De manière générale, au fil des années, que deux entrepreneurs collaborent au sein de la même entreprise qu’ils ont créée ou rachetée, que deux époux participent au quotidien à l’activité de la société (avec le statut de conjoint collaborateur, de conjoint salarié ou de conjoint associé), la survenance de la mésentente peut compromettre l’équilibre social, commercial et financier de l’entreprise. C’est la raison pour laquelle, le conflit déclaré ou larvé est à considérer rapidement afin de faire en sorte que, au-delà de l’inévitable rupture et séparations des deux parties, l’entité juridique de l’entreprise perdure et puisse continuer à réaliser, à développer son objet social.
Comment estimer la valeur financière de la société ?
La détermination de la valeur financière de la société et des droits sociaux composant son capital social concentre alors le contentieux professionnel et personnel. C’est la raison pour laquelle les associés, les époux associés peuvent solliciter une mesure d’expertise en sollicitant un professionnel du chiffre, un « technicien », spécialisé en évaluation d’entreprises et de droits sociaux. L’article 1843 – 4 du Code civil indique :
« I Dans les cas où la loi renvoie au présent article pour fixer les conditions de prix d’une cession des droits sociaux d’un associé, ou le rachat de ceux-ci par la société, la valeur de ces droits est déterminée, en cas de contestation, par un expert désigné, soit par les parties, soit à défaut d’accord entre elles, par jugement du président du tribunal judiciaire ou du tribunal de commerce compétent, statuant selon la procédure accélérée au fond et sans recours possible.

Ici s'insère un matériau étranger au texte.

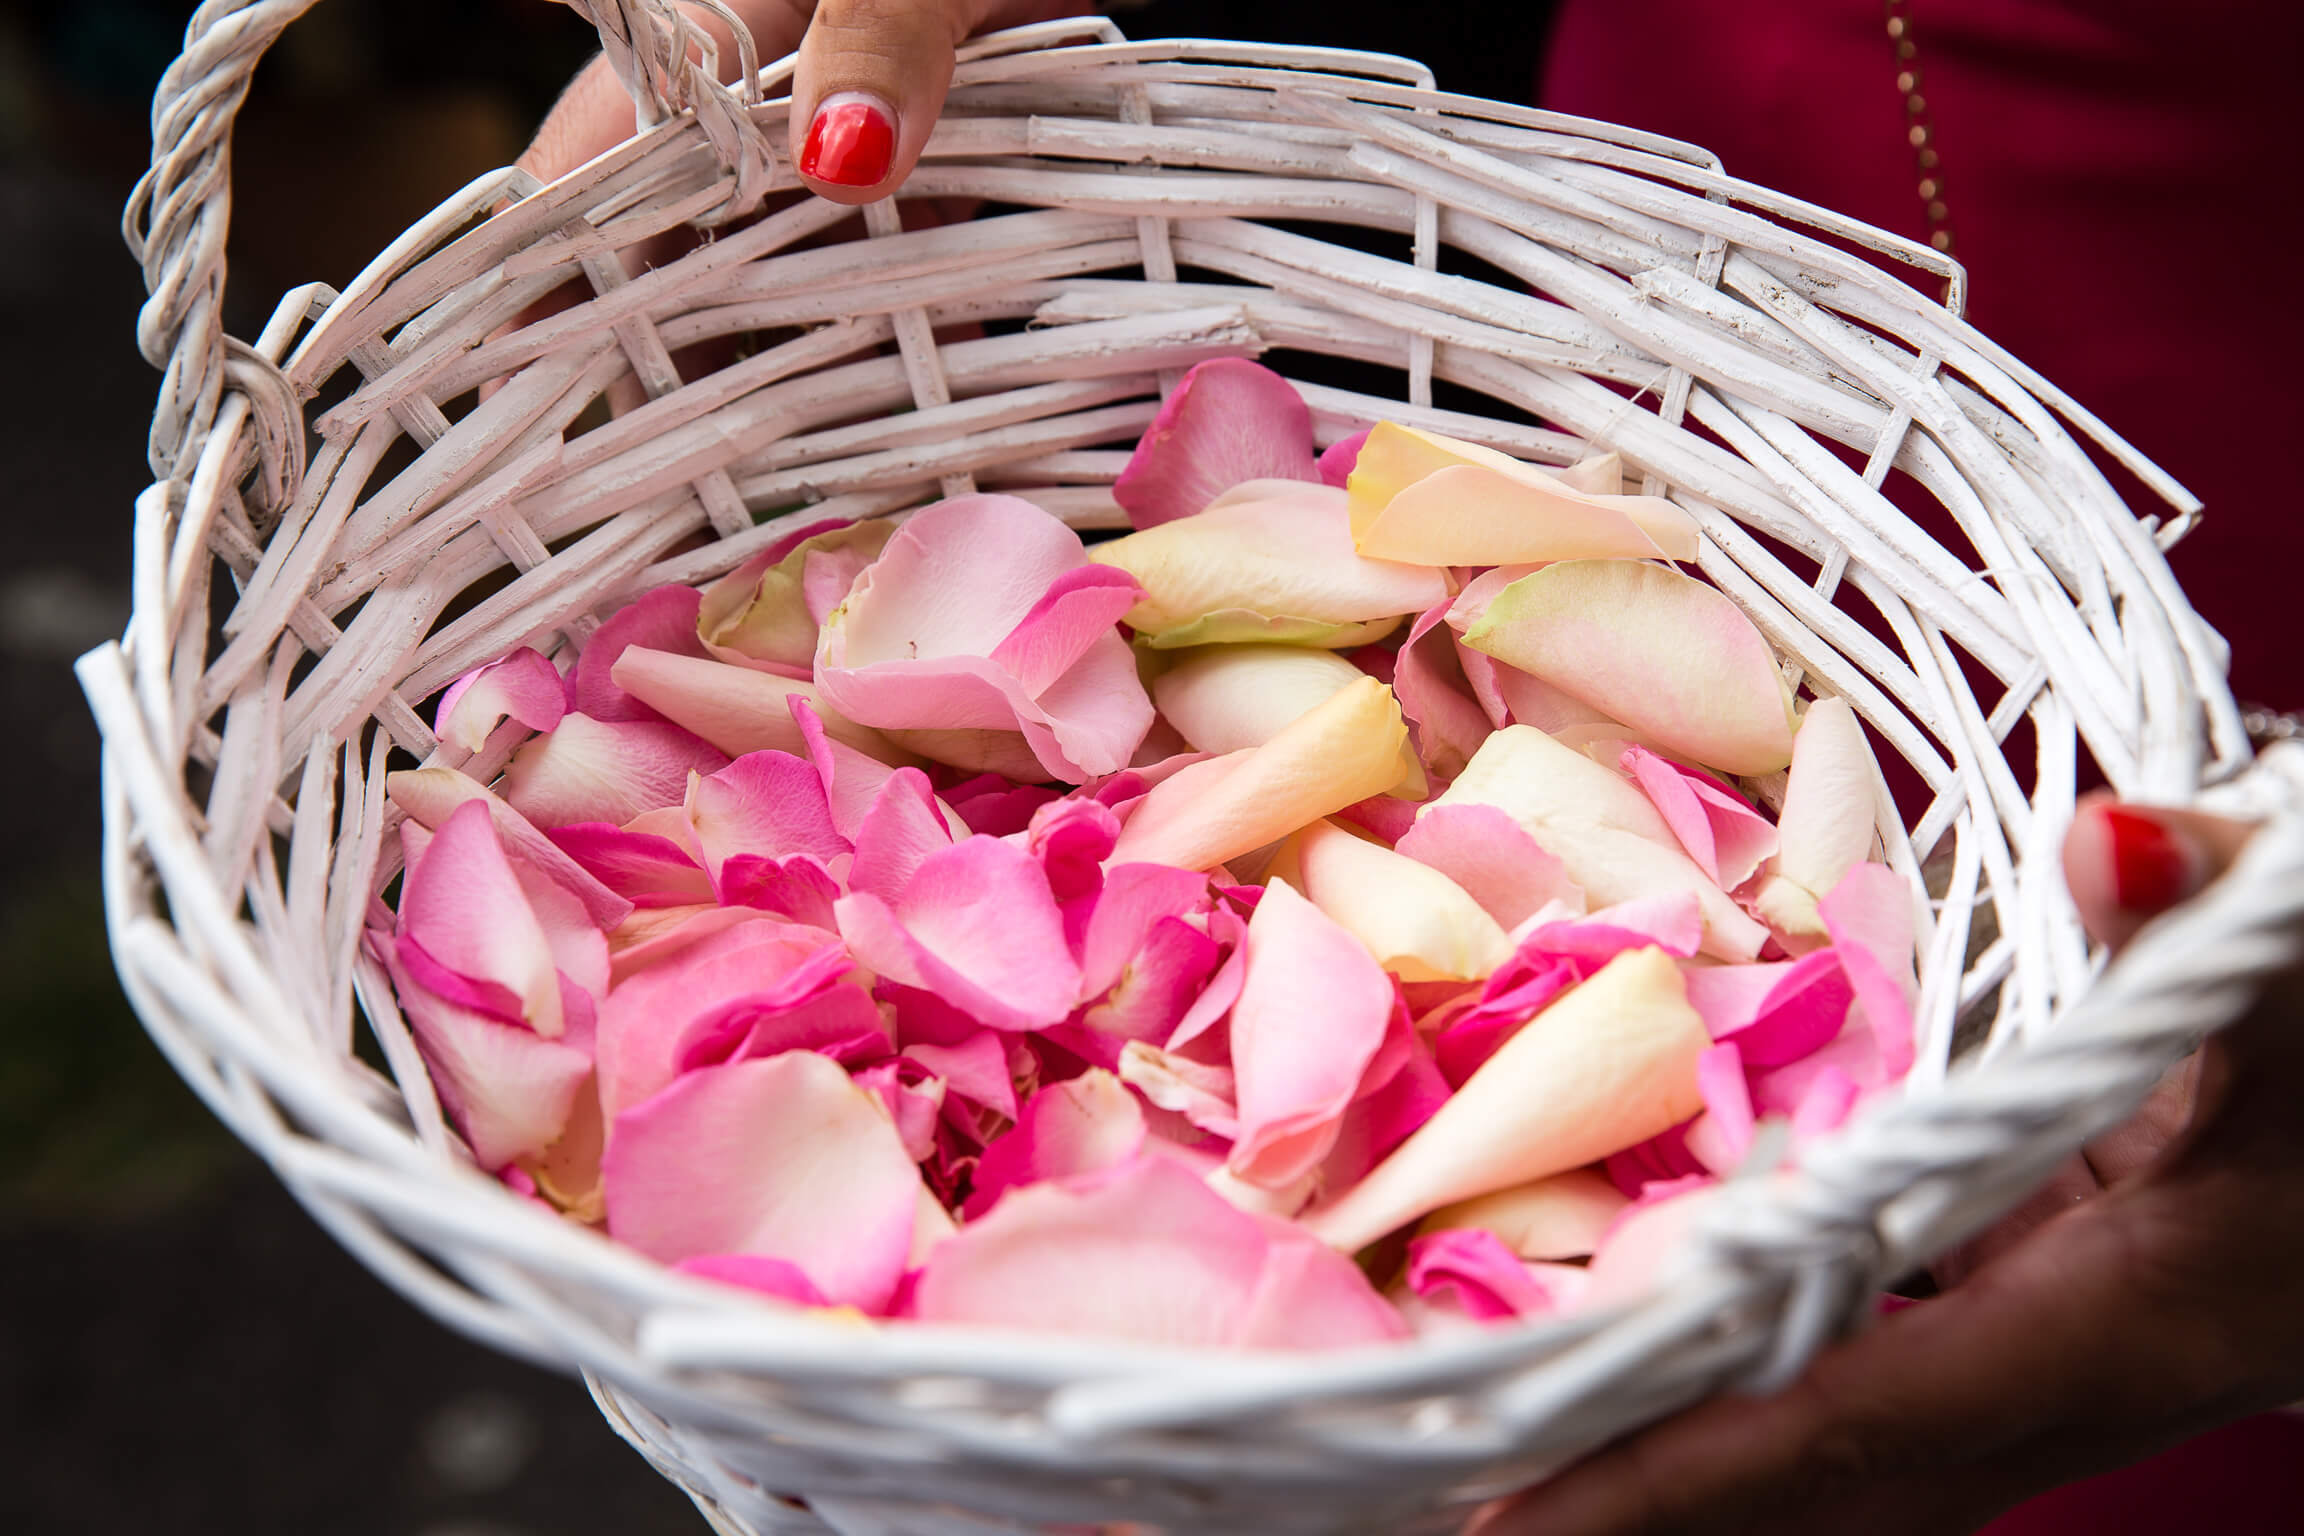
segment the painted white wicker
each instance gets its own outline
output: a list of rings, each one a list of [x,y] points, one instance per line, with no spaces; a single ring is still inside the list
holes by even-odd
[[[81,664],[120,974],[315,1218],[451,1326],[582,1371],[716,1529],[1447,1529],[1628,1426],[1783,1380],[2294,958],[2299,776],[2250,767],[2219,645],[2162,561],[2193,504],[1964,323],[1932,251],[1686,145],[1437,93],[1405,60],[1129,44],[1101,21],[965,50],[906,195],[996,215],[906,233],[882,205],[841,239],[845,210],[803,197],[736,224],[794,185],[772,152],[789,62],[730,91],[684,62],[668,0],[595,0],[650,132],[548,187],[482,178],[244,345],[219,323],[227,135],[310,3],[201,9],[130,209],[167,370],[159,481],[127,636]],[[618,260],[715,222],[667,265]],[[1329,238],[1354,231],[1385,253]],[[1495,280],[1452,275],[1465,257]],[[563,288],[582,301],[516,319]],[[718,371],[672,364],[739,336]],[[1117,526],[1107,484],[1176,371],[1288,353],[1394,381],[1305,386],[1323,441],[1385,416],[1540,462],[1618,451],[1696,517],[1701,568],[1804,685],[1913,766],[1932,803],[1906,827],[1883,793],[1880,822],[1923,933],[1909,1094],[1797,1177],[1735,1186],[1645,1306],[1320,1358],[844,1327],[675,1277],[475,1172],[358,935],[395,873],[386,769],[486,777],[519,731],[465,760],[417,706],[729,569],[795,503],[861,517],[985,484]],[[627,376],[648,403],[606,419]],[[1434,408],[1436,382],[1493,416]],[[2123,507],[2082,438],[2173,519]],[[1965,548],[1890,504],[1892,473]],[[2020,722],[2029,763],[2002,747]],[[2055,858],[2083,749],[2131,796],[2283,813],[2101,974]],[[1947,847],[1930,903],[1921,865]],[[389,1077],[355,1053],[363,1018]],[[1956,1029],[1975,1048],[1948,1072]]]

L’expert ainsi désigné est tenu d’appliquer, lorsqu’elles existent, les règles et modalités de détermination de la valeur prévues par les statuts de la société ou par toute convention liant les parties.
II Dans les cas où les statuts prévoient la cession des droits sociaux d’un associé ou le rachat de ces droits par la société sans que leur valeur soit ni déterminée ni déterminable, celle-ci est déterminée, en cas de contestation, par un expert désigné dans les conditions du premier alinéa.
L’expert ainsi désigné est tenu d’appliquer, lorsqu’elles existent, les règles et modalités de détermination de la valeur prévues par toute convention liant les parties ».